New Tool Strengthens Impact Investment Relationships


For immediate release                           

5th May 2026

Social innovation ventures commonly collapse because of misunderstandings and miscommunications between venture leads and impact investors, new research from Durham University Business School reveals.

As a result, promising projects which can address complex social and environmental challenges or contribute toward sustainable futures fail to realise their full potential.

Securing initial investment is not the problem, according to the researchers, nor is the availability of viable business ideas to back.

“Impact investors are reportedly willing to back such projects with over US$1.571 trillion in assets to scale social innovation,” says Professor Pablo Muñoz who co-authored the study. “But despite growth in funding, many social ventures struggle to translate ambitious impact commitments into sustained investment relationships.”

The key challenge lies in ensuring investment relationships can endure as a venture grows.

The researchers state that both parties operate with very different evaluative logic, expectations, trajectories of growth, and perspectives on value creation and success. By speaking at odds and failing to understand each other’s needs, relationships commonly break down.

What is already a fragile bridge between social innovators and impact-oriented capital is weakened further, limiting future opportunities for progress.

To overcome this hurdle, the researchers developed the impact investment relationship builder, a tool designed to create better alignment between social venture leads and impact investors over time.

The tool structures the interactions between both parties across three interdependent and vital elements of the ventures growth journey; impact, accountability and revenue, and guides users through each to find common ground.

Rather than deciding a social ventures “investability” as a fixed threshold or screening outcome, the tool frames investment allocation as a generative, relational process through which expectations, evidence, and trust are progressively constructed and reassessed over time.

“Investment allocations should not be decided based on a one-off venture readiness assessment, but from a progressive relational process,” states Professor Muñoz. “Understandings of impact, accountability and revenue should co-evolve over the duration of an investment relationship to avoid the de-coupling of aims and objectives.”

To create the impact investment relationship builder, the researchers conducted interviews with a select group of experienced social impact investors, consultants, fund managers, academics, as well as a roundtable discussion with London-based B-corps.

In addition, the researchers also reviewed over 500 historical cases social impact investment relationships, conducted an in-depth examination of the investment processes for 55 social ventures, and analysed 70 video interviews with social venture founders in the US.

These investigations identified the most common recurring co-ordination issues, and created greater understanding for each side’s needs, perspectives and typical practices when entering into an investment partnership.

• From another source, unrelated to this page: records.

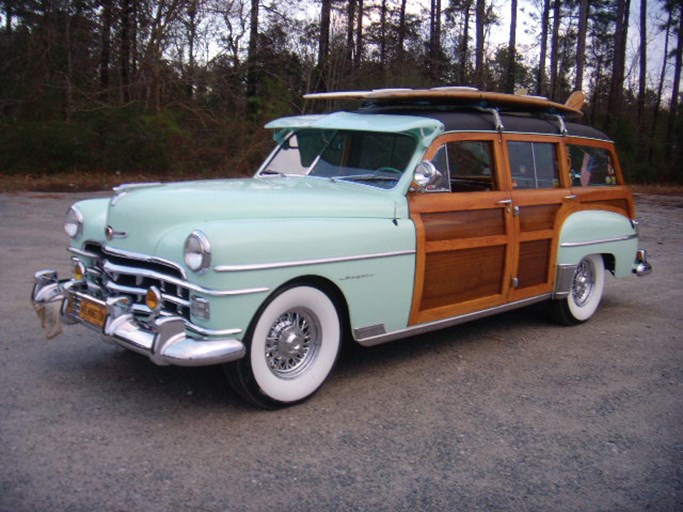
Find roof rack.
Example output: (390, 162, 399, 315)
(303, 87, 584, 119)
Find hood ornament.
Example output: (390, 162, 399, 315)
(105, 226, 128, 240)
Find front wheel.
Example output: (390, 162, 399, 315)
(551, 254, 605, 325)
(225, 285, 342, 408)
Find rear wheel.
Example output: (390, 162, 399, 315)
(551, 254, 605, 325)
(225, 285, 341, 409)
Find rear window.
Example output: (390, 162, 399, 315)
(568, 145, 618, 187)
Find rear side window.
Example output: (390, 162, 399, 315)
(430, 140, 497, 192)
(508, 141, 560, 189)
(567, 145, 618, 187)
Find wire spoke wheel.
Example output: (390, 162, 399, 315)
(265, 308, 321, 378)
(551, 254, 605, 325)
(225, 285, 341, 408)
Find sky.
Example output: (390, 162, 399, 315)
(487, 0, 674, 95)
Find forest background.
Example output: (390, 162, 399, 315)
(1, 0, 682, 190)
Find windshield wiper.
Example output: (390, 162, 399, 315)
(335, 174, 400, 182)
(260, 169, 287, 177)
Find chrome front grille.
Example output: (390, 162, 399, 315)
(102, 260, 191, 320)
(80, 245, 192, 321)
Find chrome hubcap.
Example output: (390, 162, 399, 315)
(265, 309, 321, 378)
(572, 259, 595, 307)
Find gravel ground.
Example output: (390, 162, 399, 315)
(0, 191, 681, 512)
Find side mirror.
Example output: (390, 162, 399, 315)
(413, 161, 442, 190)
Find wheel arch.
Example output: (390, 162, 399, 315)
(250, 274, 352, 346)
(556, 209, 637, 280)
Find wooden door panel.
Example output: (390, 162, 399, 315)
(517, 239, 552, 288)
(423, 208, 506, 241)
(422, 245, 506, 310)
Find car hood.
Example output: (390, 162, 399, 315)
(103, 177, 401, 254)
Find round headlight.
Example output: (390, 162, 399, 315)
(184, 231, 211, 273)
(64, 206, 84, 239)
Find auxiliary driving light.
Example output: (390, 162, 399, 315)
(145, 286, 162, 313)
(73, 261, 86, 280)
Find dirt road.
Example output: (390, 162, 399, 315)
(1, 191, 681, 511)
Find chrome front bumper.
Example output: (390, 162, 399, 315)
(31, 270, 245, 367)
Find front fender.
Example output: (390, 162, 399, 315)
(156, 217, 417, 340)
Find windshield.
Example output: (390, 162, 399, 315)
(259, 129, 417, 189)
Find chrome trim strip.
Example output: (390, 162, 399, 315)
(560, 233, 637, 248)
(356, 294, 552, 347)
(440, 130, 613, 144)
(553, 264, 577, 299)
(103, 261, 269, 297)
(103, 246, 188, 279)
(214, 249, 416, 273)
(68, 247, 101, 259)
(105, 281, 191, 307)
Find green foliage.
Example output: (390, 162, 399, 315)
(0, 120, 97, 173)
(0, 0, 680, 185)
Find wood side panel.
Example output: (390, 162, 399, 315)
(426, 235, 509, 253)
(516, 239, 551, 288)
(519, 204, 560, 232)
(421, 245, 506, 310)
(423, 209, 506, 241)
(583, 199, 629, 216)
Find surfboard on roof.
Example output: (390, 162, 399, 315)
(304, 87, 585, 118)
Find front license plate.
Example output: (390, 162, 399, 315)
(78, 298, 107, 328)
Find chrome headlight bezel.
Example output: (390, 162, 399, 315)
(183, 230, 212, 274)
(64, 206, 84, 240)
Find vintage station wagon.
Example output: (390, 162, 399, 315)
(32, 88, 652, 408)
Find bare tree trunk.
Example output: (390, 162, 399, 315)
(575, 0, 588, 92)
(549, 0, 561, 99)
(666, 6, 683, 144)
(380, 0, 387, 73)
(64, 7, 74, 122)
(317, 0, 331, 91)
(607, 0, 630, 128)
(246, 0, 259, 106)
(99, 0, 113, 98)
(354, 0, 363, 69)
(186, 0, 198, 100)
(346, 0, 356, 70)
(474, 0, 485, 88)
(505, 0, 517, 93)
(459, 0, 472, 84)
(5, 0, 12, 34)
(119, 0, 132, 102)
(429, 0, 442, 81)
(650, 6, 672, 158)
(397, 0, 407, 64)
(537, 0, 549, 95)
(637, 0, 647, 124)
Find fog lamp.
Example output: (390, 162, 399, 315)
(73, 261, 86, 280)
(145, 286, 162, 313)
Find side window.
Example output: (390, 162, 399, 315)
(508, 141, 560, 189)
(568, 145, 618, 187)
(430, 145, 451, 191)
(430, 140, 497, 192)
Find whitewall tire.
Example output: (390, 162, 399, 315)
(226, 285, 342, 408)
(551, 254, 605, 325)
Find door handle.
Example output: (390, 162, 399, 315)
(496, 199, 512, 205)
(564, 194, 577, 200)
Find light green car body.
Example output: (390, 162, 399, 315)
(37, 109, 649, 365)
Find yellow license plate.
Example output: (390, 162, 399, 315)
(78, 299, 107, 327)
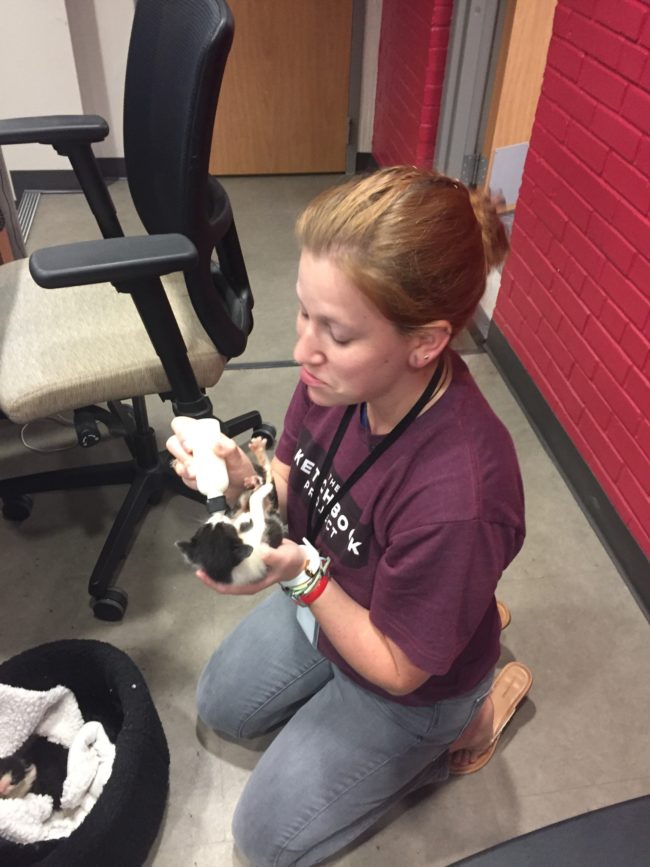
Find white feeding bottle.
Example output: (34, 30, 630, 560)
(190, 418, 230, 514)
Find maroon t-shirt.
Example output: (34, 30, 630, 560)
(275, 351, 525, 706)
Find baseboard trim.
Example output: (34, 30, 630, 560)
(486, 322, 650, 617)
(11, 159, 126, 200)
(355, 152, 379, 173)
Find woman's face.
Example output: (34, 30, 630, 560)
(293, 251, 418, 409)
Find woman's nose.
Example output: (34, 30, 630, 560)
(294, 325, 323, 366)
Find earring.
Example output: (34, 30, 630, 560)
(424, 355, 430, 361)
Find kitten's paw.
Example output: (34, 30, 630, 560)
(248, 436, 269, 463)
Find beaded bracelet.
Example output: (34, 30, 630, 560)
(280, 539, 331, 607)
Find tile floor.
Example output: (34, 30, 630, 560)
(0, 177, 648, 866)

The tool, the researchers state, proved effective in ensuring investors and venture leads could co-ordinate on meaning, ensure co-scalability and hybrid value-creation and better negotiate any trade-offs along the way.

As a result, more social impact ventures have better prospects for continues growth and success, benefitting industry and society.

“In a disjointed, poorly coordinated entrepreneurial finance market, conventional funding models prove to be inadequate, stunting industrial progress. Our tool serves as both a roadmap for investors and a navigational tool for social entrepreneurs, enabling them to communicate effectively, and fulfil each other’s promises,” Professor Muñoz concludes.

The study “The Impact Investment Relationship Builder: A New Artifact To Improve Market Coordination In Social Innovation”, was completed in partnership between faculty at Durham University Business School, The University of Australia Business School, and the University of Edinburgh Business School, and is published in the Technovation journal.